Of the 9 individuals in the immediate-GS arm, none received a diagnosis during the study period by SoC, and 5 received a diagnosis using GS (56% in a median of 5.4 weeks after enrollment and a median of 18.6 weeks after initial MRI). Four did not achieve a diagnosis (Figs 1B and 2A and Supplementary Table 4). Of the 23 individuals in the delayed-GS arm, only 5 individuals (22%) achieved a diagnosis with SoC approaches. Those who received a diagnosis by SoC in this arm were diagnosed by targeted gene or panel-based testing for leukodystrophy genes. Fourteen individuals achieved a diagnosis using GS (61% in a median of 22.1 weeks after enrollment and a median of 29.9 weeks after index MRI), and 4 individuals did not have genetic resolution of their conditions (see Figs 1B and 2A and Supplementary Table 4). Comparison of diagnostic efficacy of WGS versus SoC in the immediate group (5/9 vs 0/9; Wild–Seber test of overlapping proportions, p < 0.005), in the delayed group (14/23 vs 5/23; Wild–Seber test of overlapping proportions, p < 0.005) were significant. The diagnostic efficacy of GS in both the immediate (treatment; 5/9 [56%]) and delayed (control) arms (14/23 [61%]; total in both groups of 19/32) was significant relative to SoC (5/23 [22%]) overall (5/32 [16%] for SoC vs 19/32 [59%]; Wild–Seber test, p < 0.005). Likewise, the time to diagnosis was significantly shorter in the immediate-GS group than in the delayed-GS arm (9/9 participants who received immediate-GS were diagnosed within 5 weeks vs 5/22 participants who received SoC; p = 0.04, log-rank test; hazard ratio = 3.4) even when accounting for the rapid crossover to delayed-GS in unsolved individuals (4 months). Overall, 26 of 34 (76.5%; 95% CI = 58.8–89.3%) individuals were resolved, of whom 19 of 26 (73%) were resolved by GS. This was significantly different from the historical rate of diagnosis of <50% (p = 0.002, exact test of the hypothesis based on the binomial distribution).

FIGURE 2:

FIGURE 2:

Time to diagnosis with genome sequencing (GS) or standard of care (SoC). (A) Median time to diagnosis (weeks) in either the immediate-GS or delayed-GS arms. Overall time to diagnosis correlates with time to access to GS for the majority of the cohort. Note that for patients solved by SoC diagnostic techniques in the SoC arm, all individuals who received a diagnosis received it within 2 weeks of enrollment, although for the remainder of the cohort SoC approaches continued until crossover. (B) Kaplan–Meier analysis of the proportion of individuals achieving a diagnosis for the immediate-GS versus delayed-GS arms, demonstrating time to diagnosis from enrollment in individuals achieving a diagnosis only. The time to diagnosis was significantly shorter in the immediate-GS group (p = 0.04, log-rank test). The likelihood of diagnosis using SoC approaches was greatest <5 weeks after the onset of testing; afterward, only GS resolved cases.

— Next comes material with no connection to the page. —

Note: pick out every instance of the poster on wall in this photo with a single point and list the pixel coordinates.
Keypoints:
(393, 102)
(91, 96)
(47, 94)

These findings demonstrate that time to diagnosis is closely correlated to the time at which GS is performed and are consistent with the observation that in the delayed-GS arm only 5 individuals were resolved by SoC (<5 weeks) and all further 14 diagnoses were made by GS at the time of crossover (see Supplementary Table 4). Thus, GS had a significantly larger overall diagnostic yield (19/34 [56%]) compared to SoC (7/34 [21%], including the 2 individuals resolved prior to randomization; p < 0.001 per Wild–Seber test of proportions).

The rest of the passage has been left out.